Ahora bien: ¿Por qué no nos llama la atención que la autoridad migratoria,
mientras limita el ingreso de haitianos al país, al mismo tiempo anuncie la
creación de una visa especial para quienes tengan títulos de postgrado en
alguna de las mejores 200 universidades del mundo (situadas, en su mayoría,
en países europeos o de Norteamérica)? ¿No es esta una nueva forma de
seleccionar a nuestros migrantes con criterios racistas, que no hace sino
profundizar todavía más las graves diferencias sociales que dividen a nuestro
país? En el Decreto Supremo vemos claramente cómo la discriminación hacia
los haitianos se enuncia desplazando el racismo –ocultándolo y justificando su
razón de ser– en aspectos supuestamente beneficiosos para el país. Se
discrimina un colectivo a desazón de los datos estadísticos producidos por los
mismos organismos estatales y se le atribuye a este mismo grupo nacional
responsabilidades sobre fenómenos sociales que constituyen un problema
nacional y no de los y las migrantes (la actuación de redes de trata humana o
la falta de mecanismos razonables de regularización de extranjeros).

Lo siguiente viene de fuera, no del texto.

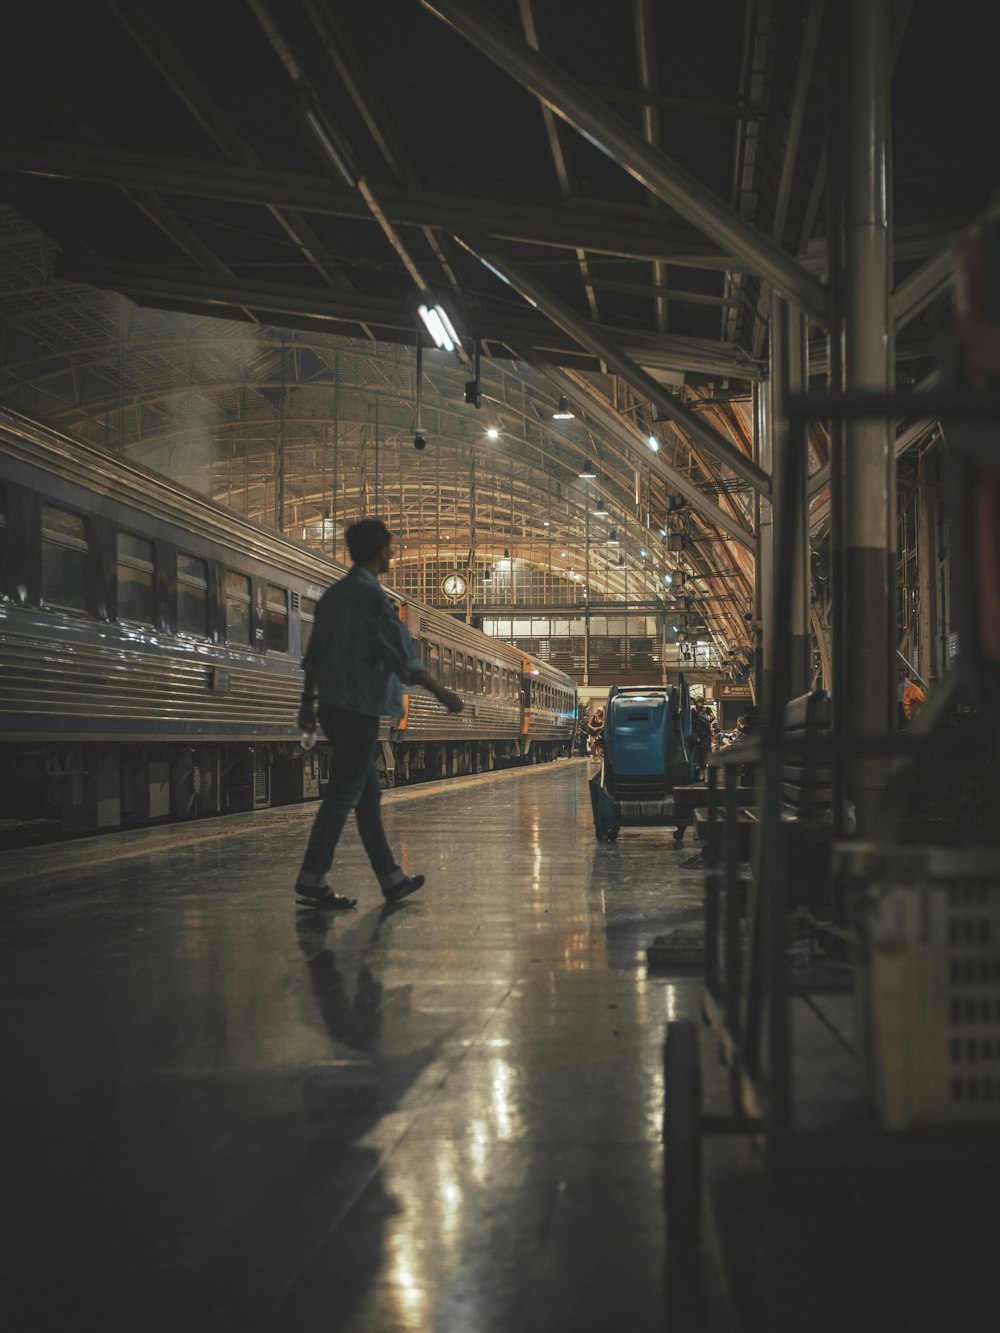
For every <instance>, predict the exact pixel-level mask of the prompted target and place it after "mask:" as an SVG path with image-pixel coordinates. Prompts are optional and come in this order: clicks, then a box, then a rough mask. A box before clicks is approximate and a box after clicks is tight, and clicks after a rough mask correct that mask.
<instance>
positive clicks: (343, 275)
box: [105, 0, 351, 291]
mask: <svg viewBox="0 0 1000 1333" xmlns="http://www.w3.org/2000/svg"><path fill="white" fill-rule="evenodd" d="M105 4H107V5H108V8H109V9H111V11H112V13H113V15H115V16H116V19H117V20H119V23H120V24H121V27H123V28H124V29H125V32H128V35H129V36H131V37H132V40H133V41H135V44H136V45H137V47H139V49H140V51H141V52H143V53H144V55H145V57H147V59H148V60H149V63H151V64H152V65H153V68H155V69H156V71H157V72H159V73H160V77H161V79H163V80H164V83H165V84H167V85H168V87H169V88H171V89H172V91H173V93H175V95H176V96H177V97H179V99H180V100H181V101H183V104H184V105H185V107H187V108H188V111H189V112H191V115H192V116H193V117H195V120H196V121H197V123H199V124H200V125H201V128H203V129H204V131H205V133H207V135H209V137H211V139H212V140H213V141H215V143H216V144H217V145H219V148H220V149H221V151H223V152H224V153H225V155H227V156H228V157H229V159H231V160H232V161H235V163H241V164H243V165H244V167H252V168H255V167H257V165H260V159H259V157H257V155H256V153H255V151H253V148H252V147H251V145H249V144H248V143H247V140H245V139H244V136H243V133H241V132H240V129H239V128H237V127H236V124H235V123H233V121H232V120H231V119H229V116H228V115H227V113H225V112H224V111H223V108H221V107H220V105H219V104H217V103H216V100H215V99H213V97H212V96H211V93H209V92H208V89H207V88H205V87H204V84H203V83H201V80H200V79H199V77H197V75H196V73H195V71H193V68H192V67H191V65H189V64H188V61H187V60H185V59H184V56H183V55H181V53H180V52H179V51H177V49H176V48H175V47H173V45H172V43H171V41H169V40H168V39H167V35H165V32H164V31H163V28H160V27H159V25H157V24H156V23H155V20H153V19H152V16H151V15H149V12H148V11H147V8H145V5H144V4H141V3H140V0H128V3H127V4H123V3H120V0H105ZM271 212H272V216H273V217H275V221H276V223H277V224H279V227H281V229H283V231H284V232H285V233H287V235H288V237H289V240H291V241H293V244H295V245H297V247H299V249H300V251H301V253H303V257H304V259H307V260H308V261H309V263H311V264H312V265H313V268H315V269H316V271H317V272H319V273H320V275H321V277H323V279H324V280H325V281H327V283H328V284H329V285H331V287H332V288H333V289H335V291H344V289H348V291H349V288H351V283H349V281H348V280H347V279H345V276H344V275H343V273H341V272H340V271H339V269H337V268H336V265H331V264H328V263H324V261H323V260H321V259H320V257H319V255H320V251H321V245H320V241H319V237H317V236H316V235H315V232H313V231H312V228H311V227H309V224H308V223H307V221H305V219H304V217H299V216H297V215H296V213H295V212H293V211H291V209H284V211H283V209H280V208H276V207H272V208H271Z"/></svg>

Hoy sabemos de manera cada vez más encarnada, más cotidiana, que Chile se
ha engendrado desde la complejidad, desde la heterogeneidad y desde la
pluralidad. Así, lo que está en cuestión aquí es precisamente preguntarnos
cuánto tiempo más podremos seguir sosteniendo estos mitos auto-normativos
de la homogeneidad de “los chilenos”. Lo decimos así, en masculino, porque,
como salta a la vista en estas últimas semanas, esta narrativa también excluyó
a las mujeres o las situó en un lugar identitario marginal en la chilenidad.
Debiéramos plantearnos, y muy seriamente, si los principios de una
ciudadanía sentada en mitologías de la homogeneidad es lo que queremos
realmente para este país. Las culturas e identidades son claves políticas
centrales para esta reflexión. ¿Qué ciudadanía queremos para el Estado
chileno en este complejo siglo XXI? ¿Una multicultural? ¿Intercultural? ¿Inter-
histórica? La respuesta no la tenemos nosotros y no la debiera tener nadie a
priori. Ella debiera devenir del debate entre aquellos y aquellas que,
actualmente, componemos el Estado-nación que llamamos Chile.